Talloze gevechten worden al gevoerd om monumenten en namen die het kolonialisme vieren te bestrijden. Dit verzet is niet louter symbolisch, maar eist dat andere geschiedenissen gehoord worden. Onze kritiek op het inzetten van het Bauhaus voor een verondersteld breed Europees initiatief is gelieerd aan deze inspanningen om voorbij een beperkend, monocultureel begrip van Europa te raken, richting een versie van Europa die haar meervoudigheid erkent en koestert. Onze kritiek op het eurocentrisme is geen kritiek op Europa, maar een oproep om de diversiteit van het continent dat we bewonen te erkennen en te appreciëren. Dit vormt de basis voor de democratische deelname aan een ecologisch project waar ieder van ons bij gebaat is.

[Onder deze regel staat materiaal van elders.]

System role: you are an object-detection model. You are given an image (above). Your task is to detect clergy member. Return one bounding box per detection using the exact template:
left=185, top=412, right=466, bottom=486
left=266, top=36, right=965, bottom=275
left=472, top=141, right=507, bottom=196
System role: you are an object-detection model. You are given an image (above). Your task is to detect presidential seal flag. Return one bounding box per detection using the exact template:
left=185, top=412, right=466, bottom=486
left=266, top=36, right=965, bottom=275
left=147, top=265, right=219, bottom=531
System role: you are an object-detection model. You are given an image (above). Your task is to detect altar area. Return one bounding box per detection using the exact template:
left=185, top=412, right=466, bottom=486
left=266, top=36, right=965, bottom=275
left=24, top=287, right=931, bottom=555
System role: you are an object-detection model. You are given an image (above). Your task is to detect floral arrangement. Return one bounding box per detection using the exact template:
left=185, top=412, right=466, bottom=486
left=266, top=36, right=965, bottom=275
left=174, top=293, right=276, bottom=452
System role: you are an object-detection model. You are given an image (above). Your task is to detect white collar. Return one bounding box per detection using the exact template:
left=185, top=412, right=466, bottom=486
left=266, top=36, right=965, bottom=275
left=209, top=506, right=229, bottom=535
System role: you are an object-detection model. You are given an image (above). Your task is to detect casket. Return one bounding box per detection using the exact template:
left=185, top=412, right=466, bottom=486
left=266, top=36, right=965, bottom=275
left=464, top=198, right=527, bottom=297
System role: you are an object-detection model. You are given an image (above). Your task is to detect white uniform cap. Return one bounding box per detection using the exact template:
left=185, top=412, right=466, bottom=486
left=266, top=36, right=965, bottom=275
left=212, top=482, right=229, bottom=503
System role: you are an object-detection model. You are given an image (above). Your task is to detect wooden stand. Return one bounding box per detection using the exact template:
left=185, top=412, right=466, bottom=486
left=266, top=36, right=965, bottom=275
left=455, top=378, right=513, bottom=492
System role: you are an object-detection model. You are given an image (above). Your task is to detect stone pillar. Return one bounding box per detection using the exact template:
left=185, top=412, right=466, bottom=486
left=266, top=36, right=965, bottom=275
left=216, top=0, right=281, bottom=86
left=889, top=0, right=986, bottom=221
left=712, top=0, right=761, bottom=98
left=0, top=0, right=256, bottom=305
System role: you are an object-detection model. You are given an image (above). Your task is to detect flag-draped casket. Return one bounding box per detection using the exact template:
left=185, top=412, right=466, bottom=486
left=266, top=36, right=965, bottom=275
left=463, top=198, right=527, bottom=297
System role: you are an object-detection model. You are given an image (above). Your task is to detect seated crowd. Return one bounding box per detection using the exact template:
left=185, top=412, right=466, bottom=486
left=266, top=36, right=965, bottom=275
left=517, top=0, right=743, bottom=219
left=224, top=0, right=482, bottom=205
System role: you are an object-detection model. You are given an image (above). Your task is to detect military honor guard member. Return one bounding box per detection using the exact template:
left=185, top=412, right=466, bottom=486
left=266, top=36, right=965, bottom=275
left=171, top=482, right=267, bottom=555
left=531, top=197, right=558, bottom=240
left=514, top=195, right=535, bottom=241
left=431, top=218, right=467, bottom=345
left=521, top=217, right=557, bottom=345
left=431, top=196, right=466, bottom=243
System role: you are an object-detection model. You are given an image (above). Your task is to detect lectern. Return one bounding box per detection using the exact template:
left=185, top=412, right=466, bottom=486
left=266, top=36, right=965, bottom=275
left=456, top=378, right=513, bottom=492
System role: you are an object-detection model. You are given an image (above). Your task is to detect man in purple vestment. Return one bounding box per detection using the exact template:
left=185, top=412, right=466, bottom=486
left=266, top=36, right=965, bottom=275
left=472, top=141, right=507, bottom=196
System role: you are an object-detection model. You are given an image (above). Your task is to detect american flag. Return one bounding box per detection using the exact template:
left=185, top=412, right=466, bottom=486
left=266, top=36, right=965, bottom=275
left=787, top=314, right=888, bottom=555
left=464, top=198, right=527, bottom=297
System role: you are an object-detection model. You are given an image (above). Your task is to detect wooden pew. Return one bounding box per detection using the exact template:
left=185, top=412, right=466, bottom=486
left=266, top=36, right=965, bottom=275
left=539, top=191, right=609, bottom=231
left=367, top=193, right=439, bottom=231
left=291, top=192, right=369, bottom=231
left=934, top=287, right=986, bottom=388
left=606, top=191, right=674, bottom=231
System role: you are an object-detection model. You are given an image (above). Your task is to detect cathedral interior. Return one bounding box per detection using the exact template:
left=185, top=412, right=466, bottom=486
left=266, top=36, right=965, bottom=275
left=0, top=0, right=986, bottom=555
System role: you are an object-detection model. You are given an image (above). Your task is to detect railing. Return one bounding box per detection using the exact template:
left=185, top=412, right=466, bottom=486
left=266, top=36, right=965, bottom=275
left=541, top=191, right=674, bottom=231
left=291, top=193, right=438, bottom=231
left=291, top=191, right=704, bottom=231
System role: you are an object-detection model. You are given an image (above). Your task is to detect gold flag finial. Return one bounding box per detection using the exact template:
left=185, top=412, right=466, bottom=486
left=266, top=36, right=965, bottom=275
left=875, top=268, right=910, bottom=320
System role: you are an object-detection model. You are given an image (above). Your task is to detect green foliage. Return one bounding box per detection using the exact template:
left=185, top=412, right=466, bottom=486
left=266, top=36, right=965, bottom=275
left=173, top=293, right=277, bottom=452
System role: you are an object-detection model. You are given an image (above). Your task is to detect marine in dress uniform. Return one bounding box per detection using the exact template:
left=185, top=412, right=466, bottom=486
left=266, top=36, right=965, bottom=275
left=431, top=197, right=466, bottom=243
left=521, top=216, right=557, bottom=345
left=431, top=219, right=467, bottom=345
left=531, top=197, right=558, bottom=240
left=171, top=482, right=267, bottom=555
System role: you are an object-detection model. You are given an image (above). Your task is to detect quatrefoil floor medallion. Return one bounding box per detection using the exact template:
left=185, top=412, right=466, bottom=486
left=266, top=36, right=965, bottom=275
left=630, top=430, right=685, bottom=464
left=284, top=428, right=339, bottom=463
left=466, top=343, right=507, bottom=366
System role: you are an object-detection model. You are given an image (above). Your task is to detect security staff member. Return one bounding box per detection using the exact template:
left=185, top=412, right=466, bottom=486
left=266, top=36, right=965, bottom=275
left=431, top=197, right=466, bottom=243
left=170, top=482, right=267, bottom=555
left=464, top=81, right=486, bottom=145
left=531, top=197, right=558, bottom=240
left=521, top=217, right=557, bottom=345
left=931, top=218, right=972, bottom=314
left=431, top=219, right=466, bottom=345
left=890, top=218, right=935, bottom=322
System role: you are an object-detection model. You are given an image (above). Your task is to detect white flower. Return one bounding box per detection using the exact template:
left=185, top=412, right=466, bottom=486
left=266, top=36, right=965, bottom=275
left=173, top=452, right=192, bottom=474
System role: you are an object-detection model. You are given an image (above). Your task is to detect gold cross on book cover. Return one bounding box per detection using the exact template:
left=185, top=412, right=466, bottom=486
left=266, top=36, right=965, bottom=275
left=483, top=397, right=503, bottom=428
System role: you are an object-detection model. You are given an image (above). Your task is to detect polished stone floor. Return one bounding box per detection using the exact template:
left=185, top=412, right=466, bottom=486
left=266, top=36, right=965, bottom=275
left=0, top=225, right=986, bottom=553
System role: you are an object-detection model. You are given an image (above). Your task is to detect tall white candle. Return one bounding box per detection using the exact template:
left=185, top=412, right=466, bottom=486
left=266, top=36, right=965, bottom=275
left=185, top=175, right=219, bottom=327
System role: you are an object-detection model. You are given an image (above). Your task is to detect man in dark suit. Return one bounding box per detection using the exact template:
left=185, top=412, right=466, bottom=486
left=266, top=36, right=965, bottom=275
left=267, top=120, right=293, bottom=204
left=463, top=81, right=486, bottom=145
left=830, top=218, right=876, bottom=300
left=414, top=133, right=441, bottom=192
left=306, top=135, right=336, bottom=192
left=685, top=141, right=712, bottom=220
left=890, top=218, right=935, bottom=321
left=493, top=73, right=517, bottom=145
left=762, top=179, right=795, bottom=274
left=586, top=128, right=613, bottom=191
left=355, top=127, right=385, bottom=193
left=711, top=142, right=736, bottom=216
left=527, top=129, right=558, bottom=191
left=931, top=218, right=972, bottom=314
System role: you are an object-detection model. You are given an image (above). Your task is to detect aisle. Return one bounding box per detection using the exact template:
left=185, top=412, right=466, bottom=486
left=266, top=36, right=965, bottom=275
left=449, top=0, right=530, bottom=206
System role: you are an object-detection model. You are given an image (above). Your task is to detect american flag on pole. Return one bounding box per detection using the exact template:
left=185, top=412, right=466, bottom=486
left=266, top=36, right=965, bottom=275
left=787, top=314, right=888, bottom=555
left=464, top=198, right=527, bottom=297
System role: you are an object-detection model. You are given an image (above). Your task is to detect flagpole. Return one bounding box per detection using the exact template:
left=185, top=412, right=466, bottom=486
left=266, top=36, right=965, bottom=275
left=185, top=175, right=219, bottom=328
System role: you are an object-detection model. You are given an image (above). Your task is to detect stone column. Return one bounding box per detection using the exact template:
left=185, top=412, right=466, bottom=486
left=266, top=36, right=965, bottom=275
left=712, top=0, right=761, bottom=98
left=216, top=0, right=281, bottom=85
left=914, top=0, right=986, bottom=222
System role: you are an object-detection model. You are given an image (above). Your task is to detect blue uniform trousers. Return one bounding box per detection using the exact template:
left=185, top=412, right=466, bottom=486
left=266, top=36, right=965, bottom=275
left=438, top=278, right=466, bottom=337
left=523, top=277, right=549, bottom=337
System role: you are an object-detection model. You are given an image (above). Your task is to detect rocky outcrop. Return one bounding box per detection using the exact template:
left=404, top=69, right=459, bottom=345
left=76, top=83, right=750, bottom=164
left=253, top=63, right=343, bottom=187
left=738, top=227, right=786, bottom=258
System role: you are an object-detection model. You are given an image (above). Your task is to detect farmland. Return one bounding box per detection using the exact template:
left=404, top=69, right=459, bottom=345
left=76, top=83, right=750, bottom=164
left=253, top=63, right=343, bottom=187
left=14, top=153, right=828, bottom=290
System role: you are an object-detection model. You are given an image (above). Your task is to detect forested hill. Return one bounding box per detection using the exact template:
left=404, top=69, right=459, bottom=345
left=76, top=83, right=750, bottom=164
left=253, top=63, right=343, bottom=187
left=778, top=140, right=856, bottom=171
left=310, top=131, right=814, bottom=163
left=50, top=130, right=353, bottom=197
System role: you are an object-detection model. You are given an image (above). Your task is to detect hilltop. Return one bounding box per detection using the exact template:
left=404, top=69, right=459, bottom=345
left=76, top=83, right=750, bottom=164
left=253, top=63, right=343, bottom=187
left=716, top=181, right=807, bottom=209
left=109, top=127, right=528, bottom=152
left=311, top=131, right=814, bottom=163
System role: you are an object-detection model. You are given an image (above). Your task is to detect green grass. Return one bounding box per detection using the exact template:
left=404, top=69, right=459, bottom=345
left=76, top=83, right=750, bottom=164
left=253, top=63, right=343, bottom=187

In het kader van Bauhaus-plan stelde Ursula von der Leyen voor om vijf projecten in vijf verschillende EU-landen op te starten. De opdracht voor deze initiatieven moet niet top-down gegeven worden, maar zou moeten voortkomen uit de participatieve en open beleidsvormen die we nastreven. We vragen om meer horizontale structuren van besluitvorming, zoals democratisch geleide samenkomsten, om de culturele Europese Green Deal te hernoemen en heroriënteren in de richting van een transparant en meervoudig proces, in samenwerking en samenspraak met degenen die waarschijnlijk de gevolgen het meest zullen dragen.
Laten we deze bredere discussie beginnen met een gesprek over de implicaties van de titel van het Nieuwe Bauhaus en een mogelijk alternatief zoeken dat recht doet aan de talloze stemmen en geschiedenissen die het Europa van vandaag vormen. Een Europa dat actief reageert op de klimaatcrisis is ook een Europa dat het probleem van sociale ongelijkheid en intersectionele vormen van discriminatie aanpakt: we hebben een naam nodig die dat idee bekrachtigt. Een naam die de natuurlijke uitkomst is van een proces van luisteren en deelnemen. Dit kan, zo geloven wij, een transformatieve beweging op gang brengen richting een duurzaam, meerstemmig en sociaal rechtvaardig Europa.